Re: Maintainers

Michael K. Johnson (johnsonm@redhat.com)
Sun, 09 May 1999 13:25:08 -0400


teamwork@freemail.c3.hu writes:
>I am not siding with either Andrea or Michael on this matter, but my thinking is
>that if someone wants to maintain something, someone at least _ought_ to be
>active to do the job, or at least be known to still be _ALIVE_ and still willing
>to carry on that function. Else he or she should reliquish their "maintainer"
>status.
>
>It is utmostly ridiculous to force people in doing a netwide trace for the
>"ORIGINAL AUTHOR" for any given patch/util if the code hasn't been updated for
>ages, and the so-called "maintainers" just aren't around anywhere.

The source code includes my email address. Andrea clearly saw it; he
dropped in a similar line below it. I have done EVERY piece of
maintenance that I have EVER been asked to. Some software simply does
not require a lot of maintenance because it is relatively simple.
Doing regular noop releases just to assert ownership is childish.

I'm here, my CURRENT email is in the source code, I own the copyright,
no one ever told me that I'm dead, no one ever sent me a patch or asked
me to make a change.

All that said, if I'd simply been asked to relinquish maintainership to
Andrea, I might well have agreed. Andrea has now actively refused to
so much as send me a patch. How rude can you get?

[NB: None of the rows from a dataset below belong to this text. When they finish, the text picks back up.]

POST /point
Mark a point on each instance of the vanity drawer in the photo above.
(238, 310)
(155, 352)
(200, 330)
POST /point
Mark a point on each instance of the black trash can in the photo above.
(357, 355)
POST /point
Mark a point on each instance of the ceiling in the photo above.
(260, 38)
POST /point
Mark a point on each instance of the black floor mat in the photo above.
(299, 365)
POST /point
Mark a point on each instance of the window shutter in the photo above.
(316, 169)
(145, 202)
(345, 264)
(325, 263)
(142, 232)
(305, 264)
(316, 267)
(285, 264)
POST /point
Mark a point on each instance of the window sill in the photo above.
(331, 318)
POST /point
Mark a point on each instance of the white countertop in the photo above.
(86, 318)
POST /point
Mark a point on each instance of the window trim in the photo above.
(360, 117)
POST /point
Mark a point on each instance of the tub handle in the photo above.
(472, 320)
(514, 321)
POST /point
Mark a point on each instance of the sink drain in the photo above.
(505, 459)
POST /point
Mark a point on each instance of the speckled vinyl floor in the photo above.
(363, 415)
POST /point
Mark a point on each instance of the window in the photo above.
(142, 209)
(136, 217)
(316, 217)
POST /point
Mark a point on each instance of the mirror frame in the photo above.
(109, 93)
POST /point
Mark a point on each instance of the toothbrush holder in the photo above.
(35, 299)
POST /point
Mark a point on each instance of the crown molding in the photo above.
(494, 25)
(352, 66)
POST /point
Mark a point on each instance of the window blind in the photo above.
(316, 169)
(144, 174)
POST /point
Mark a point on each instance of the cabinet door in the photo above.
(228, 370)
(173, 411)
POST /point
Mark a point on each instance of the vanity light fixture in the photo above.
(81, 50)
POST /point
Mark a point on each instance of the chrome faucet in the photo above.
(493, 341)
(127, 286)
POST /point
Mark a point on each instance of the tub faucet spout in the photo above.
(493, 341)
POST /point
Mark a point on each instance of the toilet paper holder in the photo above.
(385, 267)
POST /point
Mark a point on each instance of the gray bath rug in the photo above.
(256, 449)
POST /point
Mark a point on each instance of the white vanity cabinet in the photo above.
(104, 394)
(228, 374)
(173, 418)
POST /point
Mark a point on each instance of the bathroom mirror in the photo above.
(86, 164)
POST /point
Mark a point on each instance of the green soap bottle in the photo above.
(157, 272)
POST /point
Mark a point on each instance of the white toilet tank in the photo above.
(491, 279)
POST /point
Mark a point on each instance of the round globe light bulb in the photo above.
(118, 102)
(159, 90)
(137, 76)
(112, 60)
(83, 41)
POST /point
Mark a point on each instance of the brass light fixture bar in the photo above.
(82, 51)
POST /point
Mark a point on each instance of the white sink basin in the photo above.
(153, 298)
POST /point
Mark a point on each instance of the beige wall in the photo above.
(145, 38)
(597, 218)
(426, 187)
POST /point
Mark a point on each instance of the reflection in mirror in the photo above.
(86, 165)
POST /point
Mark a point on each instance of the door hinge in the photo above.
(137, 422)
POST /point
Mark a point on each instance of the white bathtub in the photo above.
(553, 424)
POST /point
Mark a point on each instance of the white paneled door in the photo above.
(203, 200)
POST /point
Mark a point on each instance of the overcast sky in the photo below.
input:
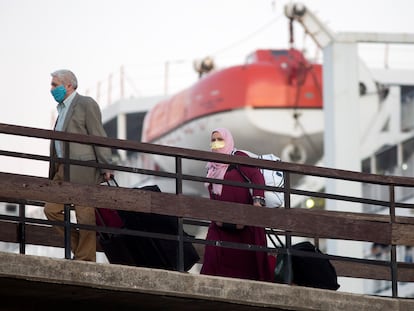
(94, 38)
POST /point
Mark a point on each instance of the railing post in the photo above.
(179, 190)
(288, 237)
(393, 257)
(67, 227)
(22, 228)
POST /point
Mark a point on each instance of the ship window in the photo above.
(277, 53)
(111, 128)
(134, 127)
(366, 165)
(407, 108)
(386, 161)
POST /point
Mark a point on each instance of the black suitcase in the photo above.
(146, 251)
(306, 271)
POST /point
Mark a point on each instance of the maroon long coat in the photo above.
(230, 262)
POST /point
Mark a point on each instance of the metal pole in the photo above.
(22, 229)
(394, 267)
(179, 190)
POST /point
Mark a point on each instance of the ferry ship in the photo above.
(273, 103)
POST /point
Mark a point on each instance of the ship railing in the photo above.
(392, 229)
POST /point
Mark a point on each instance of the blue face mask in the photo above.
(59, 93)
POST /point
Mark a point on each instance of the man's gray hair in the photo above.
(66, 76)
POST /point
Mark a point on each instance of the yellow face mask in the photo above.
(218, 144)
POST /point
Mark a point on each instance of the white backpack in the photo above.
(272, 178)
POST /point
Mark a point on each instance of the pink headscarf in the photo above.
(217, 170)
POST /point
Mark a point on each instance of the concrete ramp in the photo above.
(41, 283)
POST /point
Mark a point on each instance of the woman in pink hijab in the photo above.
(230, 262)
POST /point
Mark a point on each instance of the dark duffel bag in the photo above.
(306, 271)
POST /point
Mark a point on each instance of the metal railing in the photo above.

>So what should one do if one finds a bug or two in Linux util/patches?
>
> Should one look high and low for the [elusive] "maintainer"
> or should one just post out the bug-fixed patch?!

If Andrea had even posted the patch, that would have been better,
even if he didn't bother to tell me about it, if I found out about
it, I could look at it and decide whether to apply it as it stands
or to rework it.

By contrast, Andrea
o knew my email address
o couldn't bother himself to drop me a note
o now actively refuses to send me a patch
o castigates me for being unhappy about this
o insists that his doing so is appropriate

> Please announce your presence, at least once-in-a-while,
> in appropriate fora.

That's silly. The established convention is to put contact information
in the package. Putting the burden on the maintainer to say over and
over to the whole world, "Hey, look at me, look at this software I
maintain!" is ludicrous.

...

This whole thing is way overblown, and I didn't mean to make a huge deal
of it. tunelp is, by design, a small program. I'm not unwilling to
consider handing it off if that's appropriate. The only reason I keep
talking about this is that I'm worried about a general uncooperative
spirit here damaging the whole community. I can lick my wounds and shut
up -- that's what I did for months until the problem was brought up by
someone else and my opinion asked...

michaelkjohnson

"Ever wonder why the SAME PEOPLE make up ALL the conspiracy theories?"